# Powering Alpine Ina900, BT, and TR7



## motovet (Nov 22, 2006)

Any reason I shouldn't power all these together off the harness adapter?


----------



## motovet (Nov 22, 2006)

OK, well I did power all three with the harness adapter, and powered the Imprint module direct. All is well except if I turn off the 900 with the accessory on I get a nasty pop. No pop if system shuts down with the key.


----------



## Joe Hamel (Sep 22, 2009)

What vehicle did you install this into?


----------



## motovet (Nov 22, 2006)

2009 Silverado. Had the premium Bose, but all that is bypassed now with a complete install. The TR7 didn't bypass as advertised for some reason. Got all the LED indications as required, but not working right. I will try the sequence again to see what happens. The pop is something new. Had a 9887 priot to this new 900 set up, and never got the pop. Maybe the new Imprint module? TR7?


----------



## ddawson24 (Aug 8, 2010)

It just depends on the rated amperage of the circuit you are using to turn everything on. If it can handle the load there shouldn't be an issue. An 09 Silverado doesn't have a wire behind the radio so I'm guessing you're using an adapter of some sort for the turn on. That could be your culprit. If you already have a dedicated line ran why not just try using that? Of course you'll have to make sure the circuit you ran is an isolated circuit so you're not disrupting any of the factory electrical system. There aren't a lot of places to catch a switched 12V in those vehicles either so unless you have some pretty good diagrams from Mitchell and know exactly what you're dealing with I would highly recommend going to an authorized dealer.


----------



## motovet (Nov 22, 2006)

I used the accessory wire for the above, and did find switched power under the dash for my back seat monitors and ipod monitor adapter. I still get a turn off pop after installing a relay for the amp remotes. Do I need to hook up a delay?


----------



## ddawson24 (Aug 8, 2010)

motovet said:


> I used the accessory wire for the above, and did find switched power under the dash for my back seat monitors and ipod monitor adapter. I still get a turn off pop after installing a relay for the amp remotes. Do I need to hook up a delay?
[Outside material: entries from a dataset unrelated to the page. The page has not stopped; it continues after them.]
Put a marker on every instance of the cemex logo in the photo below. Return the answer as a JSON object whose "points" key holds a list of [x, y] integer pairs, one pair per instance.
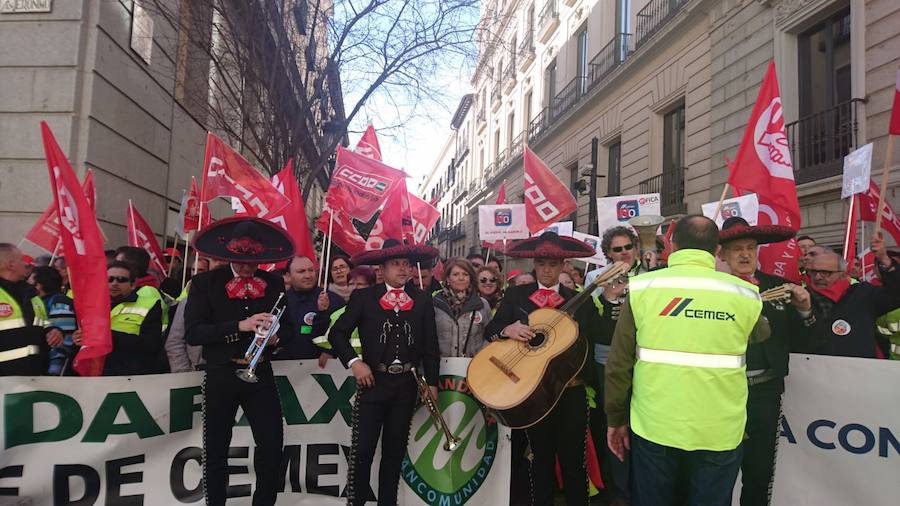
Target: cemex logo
{"points": [[679, 306]]}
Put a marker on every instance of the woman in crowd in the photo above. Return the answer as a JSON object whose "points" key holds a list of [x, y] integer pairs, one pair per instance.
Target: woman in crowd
{"points": [[460, 312], [339, 276], [488, 285]]}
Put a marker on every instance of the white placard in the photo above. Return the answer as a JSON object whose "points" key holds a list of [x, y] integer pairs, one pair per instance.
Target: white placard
{"points": [[502, 221], [745, 206]]}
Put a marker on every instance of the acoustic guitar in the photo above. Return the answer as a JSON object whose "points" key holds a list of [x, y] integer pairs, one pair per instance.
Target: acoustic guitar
{"points": [[522, 381]]}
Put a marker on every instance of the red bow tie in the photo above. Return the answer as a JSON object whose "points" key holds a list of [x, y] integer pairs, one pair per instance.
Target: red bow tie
{"points": [[245, 288], [546, 297], [396, 299]]}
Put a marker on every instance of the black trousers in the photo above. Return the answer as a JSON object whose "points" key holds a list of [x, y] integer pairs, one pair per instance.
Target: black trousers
{"points": [[561, 433], [223, 392], [386, 409], [758, 465]]}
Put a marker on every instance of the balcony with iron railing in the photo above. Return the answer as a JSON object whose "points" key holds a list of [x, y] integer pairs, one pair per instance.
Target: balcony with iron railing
{"points": [[819, 142], [670, 186], [526, 50], [548, 20], [608, 59], [653, 17]]}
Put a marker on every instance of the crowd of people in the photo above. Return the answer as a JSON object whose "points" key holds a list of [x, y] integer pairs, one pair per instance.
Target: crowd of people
{"points": [[454, 307]]}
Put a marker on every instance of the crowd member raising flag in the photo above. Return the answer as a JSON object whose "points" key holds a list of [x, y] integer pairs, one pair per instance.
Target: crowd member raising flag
{"points": [[763, 166], [547, 200], [83, 247]]}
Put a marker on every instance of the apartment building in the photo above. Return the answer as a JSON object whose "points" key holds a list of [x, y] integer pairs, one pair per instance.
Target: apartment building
{"points": [[637, 96]]}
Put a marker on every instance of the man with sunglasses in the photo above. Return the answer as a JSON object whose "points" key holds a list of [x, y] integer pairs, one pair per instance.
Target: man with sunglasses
{"points": [[845, 313], [136, 324]]}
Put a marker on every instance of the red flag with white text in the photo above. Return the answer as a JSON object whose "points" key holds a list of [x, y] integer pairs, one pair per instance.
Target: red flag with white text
{"points": [[763, 166], [82, 245], [547, 200], [227, 173], [368, 144], [141, 235], [360, 185]]}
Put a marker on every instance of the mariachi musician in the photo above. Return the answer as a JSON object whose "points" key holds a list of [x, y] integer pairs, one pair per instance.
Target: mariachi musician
{"points": [[563, 430], [397, 333], [226, 308]]}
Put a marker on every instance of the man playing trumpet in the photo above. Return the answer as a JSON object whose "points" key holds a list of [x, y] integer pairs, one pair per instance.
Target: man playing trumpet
{"points": [[226, 310], [789, 311]]}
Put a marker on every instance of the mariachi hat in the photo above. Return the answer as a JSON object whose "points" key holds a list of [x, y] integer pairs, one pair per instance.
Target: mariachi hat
{"points": [[737, 228], [244, 240], [550, 245], [392, 248]]}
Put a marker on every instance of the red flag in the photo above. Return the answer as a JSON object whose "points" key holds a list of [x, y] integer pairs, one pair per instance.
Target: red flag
{"points": [[368, 144], [343, 233], [226, 173], [894, 128], [293, 217], [141, 235], [868, 202], [45, 231], [547, 200], [83, 249], [360, 185], [763, 166]]}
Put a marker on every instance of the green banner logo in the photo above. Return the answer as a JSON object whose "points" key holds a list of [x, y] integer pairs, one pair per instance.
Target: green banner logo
{"points": [[440, 477]]}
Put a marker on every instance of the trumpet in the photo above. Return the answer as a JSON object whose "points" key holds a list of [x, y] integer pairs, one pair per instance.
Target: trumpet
{"points": [[451, 442], [259, 342]]}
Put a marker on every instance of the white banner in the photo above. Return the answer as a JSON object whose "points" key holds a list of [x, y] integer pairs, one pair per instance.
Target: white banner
{"points": [[616, 211], [745, 206], [122, 440], [840, 433], [502, 221]]}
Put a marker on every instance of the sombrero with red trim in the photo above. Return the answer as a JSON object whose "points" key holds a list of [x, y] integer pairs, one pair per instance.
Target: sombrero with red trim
{"points": [[392, 249], [737, 228], [550, 245], [245, 240]]}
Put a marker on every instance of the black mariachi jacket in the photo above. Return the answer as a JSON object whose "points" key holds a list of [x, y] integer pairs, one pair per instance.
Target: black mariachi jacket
{"points": [[211, 318], [365, 313], [516, 306]]}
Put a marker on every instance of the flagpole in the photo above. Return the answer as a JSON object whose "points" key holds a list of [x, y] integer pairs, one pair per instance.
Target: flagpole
{"points": [[884, 177]]}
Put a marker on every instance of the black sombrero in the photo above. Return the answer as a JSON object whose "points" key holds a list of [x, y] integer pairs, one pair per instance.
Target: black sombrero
{"points": [[392, 249], [737, 228], [550, 245], [245, 240]]}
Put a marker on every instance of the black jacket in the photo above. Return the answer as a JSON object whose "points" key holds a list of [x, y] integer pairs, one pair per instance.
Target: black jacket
{"points": [[516, 306], [365, 313], [211, 318]]}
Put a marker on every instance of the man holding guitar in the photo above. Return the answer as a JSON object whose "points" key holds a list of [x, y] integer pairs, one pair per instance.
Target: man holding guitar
{"points": [[562, 431]]}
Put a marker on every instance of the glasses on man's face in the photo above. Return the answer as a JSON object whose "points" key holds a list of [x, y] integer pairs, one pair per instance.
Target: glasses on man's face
{"points": [[619, 249]]}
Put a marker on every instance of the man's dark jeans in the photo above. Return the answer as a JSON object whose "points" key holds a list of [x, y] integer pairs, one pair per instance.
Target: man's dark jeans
{"points": [[662, 475]]}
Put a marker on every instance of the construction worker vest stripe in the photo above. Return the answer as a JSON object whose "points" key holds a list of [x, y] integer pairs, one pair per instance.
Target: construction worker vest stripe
{"points": [[127, 317], [693, 324]]}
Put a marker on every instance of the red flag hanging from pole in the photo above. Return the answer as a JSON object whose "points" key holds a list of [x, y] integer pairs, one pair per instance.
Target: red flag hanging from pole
{"points": [[763, 166], [83, 248], [360, 185], [141, 235], [226, 173], [368, 144], [547, 200]]}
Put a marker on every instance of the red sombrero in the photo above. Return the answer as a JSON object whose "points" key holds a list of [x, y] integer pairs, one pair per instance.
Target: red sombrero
{"points": [[550, 245], [392, 249], [737, 228]]}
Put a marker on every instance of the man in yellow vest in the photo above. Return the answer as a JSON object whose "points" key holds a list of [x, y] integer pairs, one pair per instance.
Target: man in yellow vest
{"points": [[679, 347], [25, 339]]}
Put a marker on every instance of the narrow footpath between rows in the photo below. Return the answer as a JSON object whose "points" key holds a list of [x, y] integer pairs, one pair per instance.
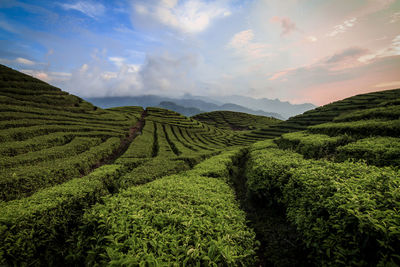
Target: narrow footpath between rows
{"points": [[125, 142], [280, 244]]}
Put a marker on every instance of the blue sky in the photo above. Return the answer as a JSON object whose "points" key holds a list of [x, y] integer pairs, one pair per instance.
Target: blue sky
{"points": [[297, 50]]}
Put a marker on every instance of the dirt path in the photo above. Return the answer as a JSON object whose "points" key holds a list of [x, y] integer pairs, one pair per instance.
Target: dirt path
{"points": [[126, 141]]}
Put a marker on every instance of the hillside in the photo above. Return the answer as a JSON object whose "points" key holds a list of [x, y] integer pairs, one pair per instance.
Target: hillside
{"points": [[180, 109], [328, 112], [235, 120], [60, 155], [81, 185], [188, 102], [337, 182]]}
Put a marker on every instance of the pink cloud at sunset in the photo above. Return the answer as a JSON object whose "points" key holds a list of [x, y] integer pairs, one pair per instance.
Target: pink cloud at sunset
{"points": [[294, 50]]}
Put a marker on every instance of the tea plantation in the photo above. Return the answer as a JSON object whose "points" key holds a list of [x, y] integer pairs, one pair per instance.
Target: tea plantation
{"points": [[84, 186]]}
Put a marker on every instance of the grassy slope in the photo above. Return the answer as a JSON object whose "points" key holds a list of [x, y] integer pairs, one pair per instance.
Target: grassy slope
{"points": [[235, 120], [328, 112], [52, 144], [344, 208]]}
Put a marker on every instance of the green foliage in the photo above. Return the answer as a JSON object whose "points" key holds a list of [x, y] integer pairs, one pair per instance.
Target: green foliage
{"points": [[218, 166], [346, 212], [76, 146], [142, 147], [267, 172], [363, 128], [150, 170], [311, 145], [183, 219], [34, 230], [379, 151], [25, 180], [388, 113], [235, 120]]}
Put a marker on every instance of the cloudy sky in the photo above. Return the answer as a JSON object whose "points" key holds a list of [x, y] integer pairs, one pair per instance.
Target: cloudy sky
{"points": [[314, 51]]}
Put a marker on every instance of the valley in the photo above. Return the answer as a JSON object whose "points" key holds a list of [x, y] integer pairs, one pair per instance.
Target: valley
{"points": [[127, 186]]}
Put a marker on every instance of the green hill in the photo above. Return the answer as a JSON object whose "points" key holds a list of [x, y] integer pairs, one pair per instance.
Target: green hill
{"points": [[235, 120], [328, 112], [80, 185], [60, 155]]}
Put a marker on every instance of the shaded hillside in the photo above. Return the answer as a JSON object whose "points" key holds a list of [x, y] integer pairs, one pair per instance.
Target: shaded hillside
{"points": [[61, 155], [285, 109], [186, 111], [328, 112], [336, 183], [153, 101], [235, 120]]}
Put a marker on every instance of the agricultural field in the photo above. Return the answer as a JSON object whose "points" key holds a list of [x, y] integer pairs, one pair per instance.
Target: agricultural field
{"points": [[236, 121], [127, 186]]}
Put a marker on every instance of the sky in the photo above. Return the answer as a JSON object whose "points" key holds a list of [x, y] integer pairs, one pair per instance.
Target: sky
{"points": [[315, 51]]}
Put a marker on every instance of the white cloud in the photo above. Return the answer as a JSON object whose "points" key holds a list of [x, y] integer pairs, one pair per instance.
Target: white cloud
{"points": [[191, 16], [19, 61], [48, 76], [342, 28], [391, 84], [91, 9], [243, 44], [118, 61], [288, 26], [312, 38], [25, 61], [395, 17]]}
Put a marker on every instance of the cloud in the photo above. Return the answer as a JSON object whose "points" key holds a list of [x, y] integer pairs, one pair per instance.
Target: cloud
{"points": [[287, 25], [392, 50], [312, 38], [244, 46], [192, 16], [327, 67], [49, 77], [167, 73], [19, 61], [349, 53], [25, 61], [392, 84], [90, 9], [279, 74], [343, 27], [395, 17]]}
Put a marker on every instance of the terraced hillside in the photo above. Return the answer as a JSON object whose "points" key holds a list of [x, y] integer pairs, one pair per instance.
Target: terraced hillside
{"points": [[235, 120], [61, 155], [338, 183], [83, 186], [328, 112]]}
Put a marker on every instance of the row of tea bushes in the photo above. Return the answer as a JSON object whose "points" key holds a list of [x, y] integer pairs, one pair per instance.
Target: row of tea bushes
{"points": [[347, 213], [186, 219]]}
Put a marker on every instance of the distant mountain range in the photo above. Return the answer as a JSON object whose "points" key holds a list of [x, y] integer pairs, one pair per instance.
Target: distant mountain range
{"points": [[191, 105]]}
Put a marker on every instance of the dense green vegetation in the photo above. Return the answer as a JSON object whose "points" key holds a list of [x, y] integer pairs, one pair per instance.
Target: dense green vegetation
{"points": [[80, 185], [61, 157], [235, 120]]}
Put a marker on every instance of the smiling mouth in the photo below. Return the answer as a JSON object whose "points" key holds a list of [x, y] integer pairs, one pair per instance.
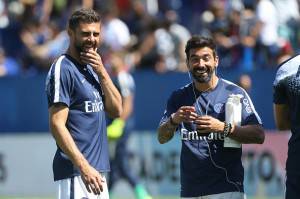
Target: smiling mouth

A delay might help. Try using a small cap inline with the remote wire. That would delay it a bit and might help the situation.


----------



## motovet (Nov 22, 2006)

Thanks. Never used one before, best place to get one?


----------



## ddawson24 (Aug 8, 2010)

Any car stereo shop should be able to help you out with that.


----------



## cgarnes (Apr 1, 2008)

Make sure the switch on the TR-7 is set to the correct position. If it's been set to the programming mode it will not switch.


----------



## motovet (Nov 22, 2006)

The TR7 thing ended up being a bad unit. Got a new one and all is well. Still have the turn off pop, but have not had time to work on anything for a while.


----------



## cgarnes (Apr 1, 2008)

I don't see many TR-7's. Glad you got it worked out though. Good luck!


----------